Complicating matters is that the respective stakeholders need to work out data ownership in the midst of a changing legal landscape: We are awaiting developments in federal privacy legislation, as congressional hearings on the topic increase in frequency. More and more states are addressing personal data privacy, and some are delving into biometric data protection (e.g., Illinois, Texas, and Washington currently have biometric privacy laws; New York has proposed legislation in the works; California’s most recent privacy law addresses biometric data in its treatment of “sensitive data;” Virginia’s newly enacted data privacy law follows suit).

Laws surrounding publicity rights and other IP rights are also in flux, as stakeholders are weighing the impact of data collection on the burgeoning legalized sports betting market. Some groups, including players’ unions, have been angling for enhanced protections for athletes to their commercial data. Professional leagues, including the NBA, NHL, and MLB, have lobbied state legislatures for what are known as “royalty fees” to cordon off revenue shares and mark their rights to the stats behind the games.

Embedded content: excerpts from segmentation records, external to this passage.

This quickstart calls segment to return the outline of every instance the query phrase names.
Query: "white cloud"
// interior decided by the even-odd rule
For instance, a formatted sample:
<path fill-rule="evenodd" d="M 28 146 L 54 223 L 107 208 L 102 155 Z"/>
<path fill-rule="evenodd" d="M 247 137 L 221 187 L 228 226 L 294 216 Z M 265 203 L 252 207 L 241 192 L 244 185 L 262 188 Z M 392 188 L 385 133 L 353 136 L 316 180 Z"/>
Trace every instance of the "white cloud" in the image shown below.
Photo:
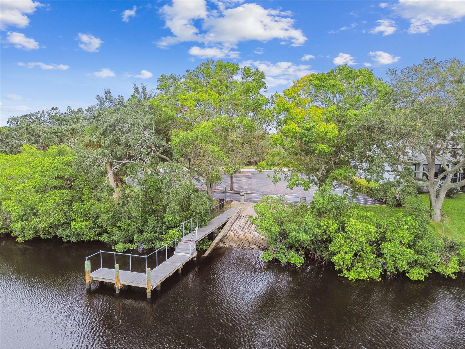
<path fill-rule="evenodd" d="M 136 15 L 136 10 L 137 9 L 137 7 L 134 5 L 133 7 L 132 10 L 126 10 L 121 12 L 121 20 L 123 22 L 126 22 L 126 23 L 129 22 L 130 17 L 134 17 Z"/>
<path fill-rule="evenodd" d="M 315 56 L 312 54 L 304 54 L 302 58 L 300 59 L 300 60 L 302 61 L 305 61 L 306 60 L 310 60 L 312 58 L 314 58 Z"/>
<path fill-rule="evenodd" d="M 24 97 L 20 94 L 7 94 L 5 98 L 7 100 L 11 101 L 21 101 L 24 99 Z"/>
<path fill-rule="evenodd" d="M 10 112 L 27 112 L 28 110 L 30 110 L 32 108 L 30 108 L 27 106 L 4 106 L 2 105 L 2 109 L 4 109 L 6 110 L 8 110 Z"/>
<path fill-rule="evenodd" d="M 29 50 L 37 50 L 39 48 L 39 43 L 32 38 L 27 38 L 26 36 L 20 33 L 7 33 L 7 41 L 14 45 L 16 48 L 29 51 Z"/>
<path fill-rule="evenodd" d="M 373 57 L 372 59 L 379 64 L 391 64 L 400 59 L 400 57 L 394 57 L 394 55 L 383 52 L 382 51 L 370 52 L 368 54 Z"/>
<path fill-rule="evenodd" d="M 147 70 L 141 70 L 140 74 L 134 75 L 134 77 L 139 78 L 139 79 L 146 79 L 151 78 L 153 76 L 153 74 L 149 71 Z"/>
<path fill-rule="evenodd" d="M 79 47 L 84 51 L 89 52 L 98 52 L 100 47 L 103 43 L 103 41 L 99 38 L 96 38 L 91 34 L 83 34 L 80 33 L 78 35 L 81 41 L 79 43 Z"/>
<path fill-rule="evenodd" d="M 438 24 L 449 24 L 465 16 L 465 2 L 399 0 L 393 8 L 400 17 L 409 20 L 411 34 L 427 33 Z"/>
<path fill-rule="evenodd" d="M 115 76 L 114 72 L 112 71 L 108 68 L 102 68 L 100 72 L 94 72 L 92 73 L 92 75 L 98 78 L 108 78 L 111 76 Z"/>
<path fill-rule="evenodd" d="M 352 57 L 348 54 L 339 54 L 337 57 L 335 57 L 332 60 L 332 62 L 338 66 L 343 64 L 347 64 L 349 66 L 353 66 L 357 64 L 354 60 L 355 57 Z"/>
<path fill-rule="evenodd" d="M 202 48 L 198 46 L 191 47 L 188 52 L 193 56 L 201 58 L 237 58 L 240 53 L 237 51 L 232 51 L 230 47 Z"/>
<path fill-rule="evenodd" d="M 372 34 L 382 33 L 383 36 L 385 36 L 391 35 L 397 29 L 396 22 L 392 20 L 377 20 L 376 23 L 379 23 L 379 25 L 370 31 Z"/>
<path fill-rule="evenodd" d="M 211 10 L 205 0 L 174 0 L 164 6 L 160 11 L 165 27 L 173 35 L 162 37 L 155 43 L 166 48 L 186 41 L 202 43 L 206 45 L 205 48 L 200 49 L 206 50 L 204 56 L 209 57 L 208 55 L 215 53 L 230 56 L 231 48 L 236 48 L 242 41 L 265 42 L 278 39 L 299 46 L 306 40 L 303 32 L 293 27 L 295 20 L 290 17 L 292 13 L 289 11 L 265 9 L 255 3 L 226 8 L 240 2 L 217 1 L 215 3 L 219 9 Z M 212 51 L 212 47 L 218 50 Z M 194 51 L 200 53 L 197 48 Z M 231 52 L 235 56 L 234 51 Z"/>
<path fill-rule="evenodd" d="M 257 47 L 252 52 L 257 54 L 262 54 L 263 53 L 263 47 Z"/>
<path fill-rule="evenodd" d="M 2 1 L 0 6 L 0 28 L 6 30 L 9 26 L 25 28 L 29 25 L 29 19 L 26 14 L 31 14 L 37 7 L 42 5 L 31 0 Z"/>
<path fill-rule="evenodd" d="M 347 27 L 343 27 L 342 28 L 341 28 L 339 30 L 347 30 L 348 29 L 352 29 L 352 28 L 355 28 L 358 25 L 358 23 L 356 23 L 355 22 L 354 22 L 353 23 L 352 23 L 352 24 L 351 24 L 350 26 L 347 26 Z"/>
<path fill-rule="evenodd" d="M 290 86 L 294 80 L 298 80 L 302 76 L 316 73 L 310 70 L 311 66 L 297 65 L 292 62 L 271 62 L 249 60 L 239 63 L 241 67 L 247 66 L 258 68 L 265 73 L 266 85 L 269 87 L 280 85 Z"/>
<path fill-rule="evenodd" d="M 25 63 L 23 62 L 18 62 L 18 65 L 22 67 L 26 67 L 28 68 L 33 68 L 36 66 L 40 67 L 40 69 L 43 70 L 51 70 L 52 69 L 56 69 L 58 70 L 66 70 L 69 67 L 69 66 L 65 66 L 64 64 L 46 64 L 42 62 L 29 62 Z"/>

As athlete and league stakeholders advance their positions, they also face setbacks. For instance, in 2018, the federal court of appeals for the Seventh Circuit (which covers Illinois, Indiana, and Wisconsin) rejected the publicity rights claims of college athletes who sued DFS operators FanDuel and Draft Kings for the use of their names, images, and statistics. The Seventh Circuit refused to disturb an Indiana Supreme Court ruling that the data was newsworthy information exempted from state publicity rights law. The Seventh Circuit’s position is consistent with prior federal court holdings that have refused to secure IP claims for the leagues (e.g., NBA v. Motorola Inc., in which the federal court of appeals for the Second Circuit — covering Connecticut, Vermont, and New York — rejected the NBA’s copyright claims to game stats).

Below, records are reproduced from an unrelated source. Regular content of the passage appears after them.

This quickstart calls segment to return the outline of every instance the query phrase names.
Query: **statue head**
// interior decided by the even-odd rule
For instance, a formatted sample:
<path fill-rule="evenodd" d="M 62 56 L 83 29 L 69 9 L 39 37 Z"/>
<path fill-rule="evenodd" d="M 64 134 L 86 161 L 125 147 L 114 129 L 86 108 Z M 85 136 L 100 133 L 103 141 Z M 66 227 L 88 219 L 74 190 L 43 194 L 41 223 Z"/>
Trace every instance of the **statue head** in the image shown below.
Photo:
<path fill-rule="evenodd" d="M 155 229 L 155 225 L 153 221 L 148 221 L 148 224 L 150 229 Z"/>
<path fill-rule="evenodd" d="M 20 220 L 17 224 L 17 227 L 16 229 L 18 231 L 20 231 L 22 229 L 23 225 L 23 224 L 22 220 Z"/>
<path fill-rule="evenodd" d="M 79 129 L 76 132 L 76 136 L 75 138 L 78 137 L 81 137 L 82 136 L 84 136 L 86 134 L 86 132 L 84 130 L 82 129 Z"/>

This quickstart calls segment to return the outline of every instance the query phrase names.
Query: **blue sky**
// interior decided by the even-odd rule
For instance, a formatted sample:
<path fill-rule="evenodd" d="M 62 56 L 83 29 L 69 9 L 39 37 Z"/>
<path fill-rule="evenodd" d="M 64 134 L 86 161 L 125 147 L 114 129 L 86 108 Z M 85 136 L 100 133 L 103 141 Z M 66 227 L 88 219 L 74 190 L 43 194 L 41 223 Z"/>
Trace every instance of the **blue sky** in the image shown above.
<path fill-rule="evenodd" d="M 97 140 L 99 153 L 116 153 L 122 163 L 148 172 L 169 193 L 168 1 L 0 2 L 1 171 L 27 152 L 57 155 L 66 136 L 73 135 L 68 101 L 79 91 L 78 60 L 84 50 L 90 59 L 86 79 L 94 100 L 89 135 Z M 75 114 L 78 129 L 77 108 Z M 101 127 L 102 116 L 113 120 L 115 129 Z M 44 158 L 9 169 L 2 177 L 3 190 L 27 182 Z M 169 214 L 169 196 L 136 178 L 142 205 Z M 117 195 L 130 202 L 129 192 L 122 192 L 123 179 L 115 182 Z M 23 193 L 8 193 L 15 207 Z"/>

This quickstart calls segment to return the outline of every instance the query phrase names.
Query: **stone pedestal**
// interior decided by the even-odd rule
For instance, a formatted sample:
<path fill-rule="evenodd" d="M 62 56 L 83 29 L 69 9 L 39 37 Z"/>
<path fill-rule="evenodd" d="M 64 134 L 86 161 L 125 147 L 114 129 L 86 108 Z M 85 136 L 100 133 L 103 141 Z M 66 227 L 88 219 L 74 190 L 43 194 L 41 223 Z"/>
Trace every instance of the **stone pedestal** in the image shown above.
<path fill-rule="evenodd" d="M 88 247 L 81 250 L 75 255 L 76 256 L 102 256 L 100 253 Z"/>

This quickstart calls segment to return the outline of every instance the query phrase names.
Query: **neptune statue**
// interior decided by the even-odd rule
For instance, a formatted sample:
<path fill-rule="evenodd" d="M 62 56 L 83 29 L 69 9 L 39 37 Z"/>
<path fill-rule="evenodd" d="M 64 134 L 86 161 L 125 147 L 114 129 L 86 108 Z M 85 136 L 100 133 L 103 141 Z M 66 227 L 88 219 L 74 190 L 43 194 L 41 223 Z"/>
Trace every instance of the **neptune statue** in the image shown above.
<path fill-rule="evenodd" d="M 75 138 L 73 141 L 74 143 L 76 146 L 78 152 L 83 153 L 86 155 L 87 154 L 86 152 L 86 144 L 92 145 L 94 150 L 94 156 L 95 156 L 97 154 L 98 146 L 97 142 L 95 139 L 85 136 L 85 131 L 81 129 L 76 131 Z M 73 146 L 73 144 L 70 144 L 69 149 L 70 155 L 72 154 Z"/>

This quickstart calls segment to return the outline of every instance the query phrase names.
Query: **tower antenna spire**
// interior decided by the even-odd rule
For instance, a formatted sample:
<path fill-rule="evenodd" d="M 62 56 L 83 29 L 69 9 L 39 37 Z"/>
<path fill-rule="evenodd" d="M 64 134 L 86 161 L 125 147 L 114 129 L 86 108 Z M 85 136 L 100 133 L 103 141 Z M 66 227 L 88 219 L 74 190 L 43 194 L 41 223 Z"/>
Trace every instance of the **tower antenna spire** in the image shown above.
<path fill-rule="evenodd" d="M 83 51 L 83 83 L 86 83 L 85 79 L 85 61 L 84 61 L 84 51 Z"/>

But all the legal uncertainty from legislatures and courts makes the time ripe for addressing stakeholders’ rights in the commercial arena, which is happening, and which may be the most effective place for stakeholders to iron out their respective data rights. A newly published report from Deloitte predicts that “multiple professional sports leagues will establish new formal policies around the collection, use, and commercialization of player data” by the end of 2021. MLB, the NHL, and the NBA contracted with MGM Resorts. The National Basketball Players Association negotiated a new collective bargaining agreement that includes provisions on tracking devices. The National Football League Players Association partnered with Whoop, Inc. athlete data tracking. 

College athletes are not to be left out of the discussion, as these players vie to receive monetary benefit for their contributions to the sports industry. We have watched the area of sponsorship develop as states consider legislation to allow collegiate athletes to earn income from their name, image, and likeness (known as “NIL” laws). Six states—California, Florida, Colorado, Nebraska, New Jersey, and Michigan—now have NIL laws. Several more are poised to pass legislation. The NCAA was even supposed to pass an NIL regulation earlier this year (delayed by a Department of Justice request for the Association to cool its heels). Monetizing collegiate player data is likely to follow suit, especially as players grow accustomed to wearables per their coaches’ requests.

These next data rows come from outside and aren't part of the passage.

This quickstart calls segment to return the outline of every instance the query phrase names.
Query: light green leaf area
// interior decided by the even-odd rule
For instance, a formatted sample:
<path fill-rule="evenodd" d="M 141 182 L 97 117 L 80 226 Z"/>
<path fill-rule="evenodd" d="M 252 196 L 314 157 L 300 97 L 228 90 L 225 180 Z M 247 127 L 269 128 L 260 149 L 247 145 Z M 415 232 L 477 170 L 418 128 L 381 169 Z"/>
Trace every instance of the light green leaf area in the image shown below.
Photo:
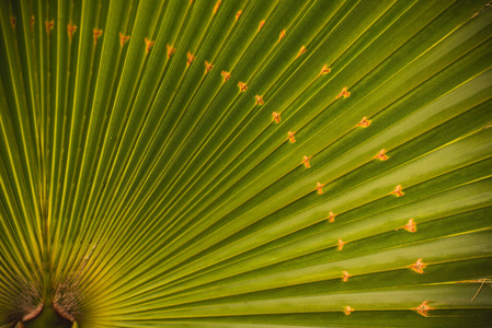
<path fill-rule="evenodd" d="M 489 0 L 0 1 L 0 327 L 490 327 Z"/>

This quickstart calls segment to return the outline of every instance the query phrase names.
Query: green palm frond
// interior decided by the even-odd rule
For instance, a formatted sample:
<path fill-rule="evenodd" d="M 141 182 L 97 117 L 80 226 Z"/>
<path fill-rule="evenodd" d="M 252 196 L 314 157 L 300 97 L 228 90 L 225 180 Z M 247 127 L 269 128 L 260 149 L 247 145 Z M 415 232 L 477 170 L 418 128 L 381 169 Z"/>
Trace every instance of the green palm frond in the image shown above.
<path fill-rule="evenodd" d="M 0 2 L 0 327 L 487 327 L 489 0 Z"/>

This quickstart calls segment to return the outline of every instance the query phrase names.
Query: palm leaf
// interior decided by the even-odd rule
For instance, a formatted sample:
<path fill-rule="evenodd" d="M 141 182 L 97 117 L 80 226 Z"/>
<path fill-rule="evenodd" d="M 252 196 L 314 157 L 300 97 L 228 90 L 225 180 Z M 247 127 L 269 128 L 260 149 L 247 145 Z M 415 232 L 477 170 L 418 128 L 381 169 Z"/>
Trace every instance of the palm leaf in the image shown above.
<path fill-rule="evenodd" d="M 1 327 L 487 327 L 480 1 L 0 3 Z"/>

Provided all stakeholders are adequately represented in commercial arrangements, there is no better place for players, teams, leagues, and gaming operators to identify a solution to the data ownership (and licensing) questions. The glaring exception may be college athletes—who do not have the benefit of collective bargaining agreements. The NCAA has formed a committee to explore the matter of player data. But perhaps the states pushing forward NIL legislation for college students should fold player data into the equation. As we turn our attention to March Madness—all the fanfare and local pools—we should consider whether those who are sweating it out for our entertainment should be entitled to more than glory and visibility.